In choosing an optimal model for the relationship between homicide rates and the price of heroin in New York, likelihood ratio tests led us to estimate models with no constant term or trends in the short-term or cointegrating equation. However, to improve the appearance of Fig. 2, I estimated and report estimates for a model that incorporates a constant term in the cointegrating equation.Footnote 1 Residuals for this model are consistent with a normal distribution, with no serial correlation of errors. The estimates are stable. The estimates are displayed in Table 1.

Table 1 Homicide rates and heroin prices in New York

The estimates for the short-term equation show a restorative coefficient of −.1978. When the homicide rate exceeds its equilibrium level, this effect pulls it back toward the equilibrium rate. It is moderate in magnitude, indicating that it would take several years for an increase to be pulled back. As can be seen in Fig. 1, the model captures the ups and downs of the yearly fluctuations in homicide rates quite well. The correlation between the observed and predicted differences in homicide rates is .69.

Fig. 1
figure 1

Observed and predicted short-term changes in New York homicide rates

The cointegrating equation shows a positive and highly significant relationship between the price of heroin and the homicide rate. The range of heroin prices over the time span covered goes from $301.51 to $1138.32. Thus this is a large effect. The cointegrating equation represents the equilibrium relationship between homicides and drug prices, and is not expected to match the observed homicide trends perfectly. We see some discrepancy in levels, diminishing in magnitude over time. The model seems to capture the downward trend in homicides, including the turning point around 1990, quite well.

If interpreted naively and prematurely, these results are inconsistent with claims that innovative policing tactics adopted by the New York Police Department were the main reason crime dropped in New York. Yet this inference would be improper, as NYPD tactics may have been important in reshaping New York drug markets. However, a further reservation is in order as can be seen in Fig. 2.

Fig. 2
figure 2

Observed New York homicide rates and predicted cointegrating equation for homicide rates

With many other social changes taking place in the years being studied, the findings reported here can only be regarded as suggestive. To assess how robust our findings for heroin prices might be when these other changes were taking place, I estimated another set of models that incorporated the divorce rate as an additional explanatory variable.Footnote 2 I use this variable because earlier research found a strong positive relationship between the divorce rate and rates of violent crime such as homicide and robbery (Greenberg 2001).

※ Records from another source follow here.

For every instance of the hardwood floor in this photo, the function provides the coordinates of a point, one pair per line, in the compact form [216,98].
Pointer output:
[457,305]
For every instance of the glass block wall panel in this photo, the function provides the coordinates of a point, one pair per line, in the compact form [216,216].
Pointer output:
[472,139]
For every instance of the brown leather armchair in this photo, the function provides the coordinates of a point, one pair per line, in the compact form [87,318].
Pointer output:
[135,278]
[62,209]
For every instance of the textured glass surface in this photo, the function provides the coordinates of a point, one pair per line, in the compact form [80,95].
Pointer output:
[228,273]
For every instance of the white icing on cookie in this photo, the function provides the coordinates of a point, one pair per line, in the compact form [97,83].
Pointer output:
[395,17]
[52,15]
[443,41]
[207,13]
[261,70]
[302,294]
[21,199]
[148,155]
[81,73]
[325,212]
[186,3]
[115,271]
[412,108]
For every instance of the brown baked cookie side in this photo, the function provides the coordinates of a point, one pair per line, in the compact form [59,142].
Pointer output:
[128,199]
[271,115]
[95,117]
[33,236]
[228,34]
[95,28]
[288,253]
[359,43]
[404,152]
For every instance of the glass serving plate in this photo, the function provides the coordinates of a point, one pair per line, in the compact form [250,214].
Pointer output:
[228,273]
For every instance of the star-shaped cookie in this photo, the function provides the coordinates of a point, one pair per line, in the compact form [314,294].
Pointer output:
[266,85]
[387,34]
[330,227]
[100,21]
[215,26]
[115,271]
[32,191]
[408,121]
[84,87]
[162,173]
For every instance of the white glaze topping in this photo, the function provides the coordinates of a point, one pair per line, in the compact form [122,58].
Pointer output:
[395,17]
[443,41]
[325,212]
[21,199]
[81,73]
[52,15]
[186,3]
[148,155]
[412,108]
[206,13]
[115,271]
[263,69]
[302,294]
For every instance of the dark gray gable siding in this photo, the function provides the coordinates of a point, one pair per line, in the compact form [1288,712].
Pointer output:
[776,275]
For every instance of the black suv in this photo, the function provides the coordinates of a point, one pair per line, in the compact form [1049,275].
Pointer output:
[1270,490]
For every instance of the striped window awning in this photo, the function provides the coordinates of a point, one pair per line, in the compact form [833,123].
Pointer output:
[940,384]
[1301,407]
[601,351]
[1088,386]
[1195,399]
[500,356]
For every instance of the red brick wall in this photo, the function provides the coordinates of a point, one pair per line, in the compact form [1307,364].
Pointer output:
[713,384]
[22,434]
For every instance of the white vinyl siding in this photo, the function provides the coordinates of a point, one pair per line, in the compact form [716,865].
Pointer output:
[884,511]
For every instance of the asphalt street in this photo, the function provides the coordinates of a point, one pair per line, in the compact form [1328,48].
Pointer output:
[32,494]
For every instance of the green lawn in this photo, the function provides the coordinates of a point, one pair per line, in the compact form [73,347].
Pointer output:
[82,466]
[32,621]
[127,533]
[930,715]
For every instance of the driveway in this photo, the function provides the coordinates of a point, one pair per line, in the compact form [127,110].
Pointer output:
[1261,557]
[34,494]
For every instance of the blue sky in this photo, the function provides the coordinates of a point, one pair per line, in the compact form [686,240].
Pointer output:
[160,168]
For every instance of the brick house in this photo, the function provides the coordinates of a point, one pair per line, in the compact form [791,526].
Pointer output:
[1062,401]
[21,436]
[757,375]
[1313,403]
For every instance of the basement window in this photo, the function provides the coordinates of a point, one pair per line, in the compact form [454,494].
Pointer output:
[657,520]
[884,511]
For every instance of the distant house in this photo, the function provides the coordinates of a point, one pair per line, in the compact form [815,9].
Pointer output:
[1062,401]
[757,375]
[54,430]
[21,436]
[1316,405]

In this analysis the divorce rate is taken to be an imperfect measure of stress on an important social institution. That stress, I conjecture, also has consequences for the level of crime.

In a model that allows constant terms in both the short-term equation and the equilibrium relationship, and a linear trend in the latter, we see a significant positive effect of divorce in the short-term equation. The price of heroin is now no longer significant. The R-square value for the short-run equation is .61. In the cointegrating equation, the price of heroin is not significant, but the divorce rate has a significant positive effect on homicides. In addition, there is a positive linear trend in the cointegrating equation (See Table 2).

Table 2 Homicide rates, heroin prices and divorce in New York

Our bivariate results are consistent with WDHC’s suggestion that changes in New York’s drug markets have been important determinants of changes in its crime rates. However, our additional analyses provide us with a cautionary message that bivariate relationships can be misleading. The kinds of analyses presented here need to be replicated for other offenses, other cities, and other variables. It would also be desirable to extend the analysis backward in time so as to assess the ability of the WDCH proposal to explain earlier trends in crime rates. However, data on drug prices for earlier years are not available, seriously limiting our ability to assess the “more drugs, less crime thesis” to explain historical trends in victimizing crime.